春節の干支は「馬」へ:北京アーティストが描くネオン×水墨の自由 video poster
2026年2月、春節(旧正月)を前に、干支が「馬」へ移るタイミングに合わせて“馬モチーフ”が注目を集めています。中国本土・北京のある画家にとって、馬を描くことは伝統行事の延長ではなく、「自由」を表現する制作そのものだといいます。
春節で干支が「馬」に—街のムードも変わる
春節は、家族の団らんや新年の願いをかたちにする季節です。干支が新しい動物へ移るこの時期は、飾りやアート、年賀的なビジュアルも一斉に“今年の動物”へ寄っていきます。

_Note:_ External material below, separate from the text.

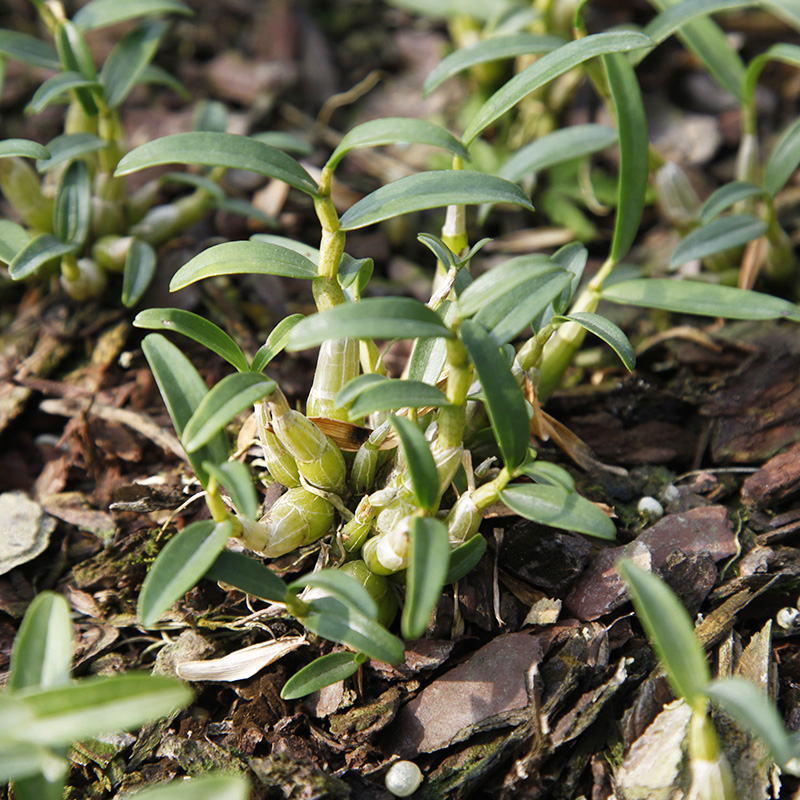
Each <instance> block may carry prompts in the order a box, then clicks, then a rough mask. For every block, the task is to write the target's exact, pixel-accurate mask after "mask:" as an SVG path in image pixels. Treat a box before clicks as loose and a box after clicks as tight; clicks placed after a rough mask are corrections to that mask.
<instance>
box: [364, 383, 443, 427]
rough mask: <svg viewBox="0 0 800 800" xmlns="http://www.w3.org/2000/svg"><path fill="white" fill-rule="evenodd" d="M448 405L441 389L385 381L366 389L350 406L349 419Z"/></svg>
mask: <svg viewBox="0 0 800 800" xmlns="http://www.w3.org/2000/svg"><path fill="white" fill-rule="evenodd" d="M446 405H449V401H448V399H447V395H445V393H444V392H443V391H441V389H437V388H436V387H435V386H430V385H429V384H427V383H421V382H420V381H407V380H387V381H382V382H380V383H376V384H375V385H374V386H370V387H368V388H366V389H365V390H364V391H363V392H361V394H359V396H358V399H357V400H355V402H354V403H353V404H352V405H351V406H350V408H349V414H350V418H351V419H360V418H361V417H365V416H366V415H367V414H372V413H373V412H374V411H397V410H398V409H401V408H425V407H426V406H434V407H435V408H440V407H441V406H446Z"/></svg>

2026年は「馬」が主役になり、軽やかさや躍動感をまとった表現が増えていく流れです。
「馬生まれ」の画家が感じる、描くことの意味
今回話題の北京の画家は、自身も馬の年に生まれたとされ、馬を描く行為を“縁起もの”としてだけでは捉えていません。画家にとって馬は、従順さよりも、踏み出す力や風を切る感覚を背負う存在であり、制作は日々の制約から心を解き放つ時間になっているそうです。
大胆なネオンと、伝統的な水墨—ぶつかるのではなく重なる
作品の特徴は、強い発色のネオンカラーと、伝統的な水墨(墨のにじみや濃淡で表す技法)を同じ画面で走らせる点にあります。新しさと古さの対比は分かりやすい一方で、この画家の狙いは“対立”というより“同居”に近いのかもしれません。
- ネオン:現代の都市感覚、スピード、視線を奪う強さ
- 水墨:余白、呼吸、偶然のにじみが生む奥行き
- 馬:伝統の象徴でありながら、解放のメタファーにもなる
なぜ今、「自由」という言葉が作品の芯になるのか
春節は「新しい年に切り替わる」時間でもあります。だからこそ、ただ縁起をなぞるだけでなく、個人の願いや感覚—たとえば自由、再出発、変化への許容—が作品に入り込みやすい季節です。馬というモチーフは、祝祭の文脈に収まりながらも、見る人の気分を前へ押し出す力を持ちます。
ネオンの鮮烈さと水墨の静けさが一枚の中で共存するとき、春節の“賑わい”は、どこか落ち着いた内省も連れてくる。そんな読み方もできそうです。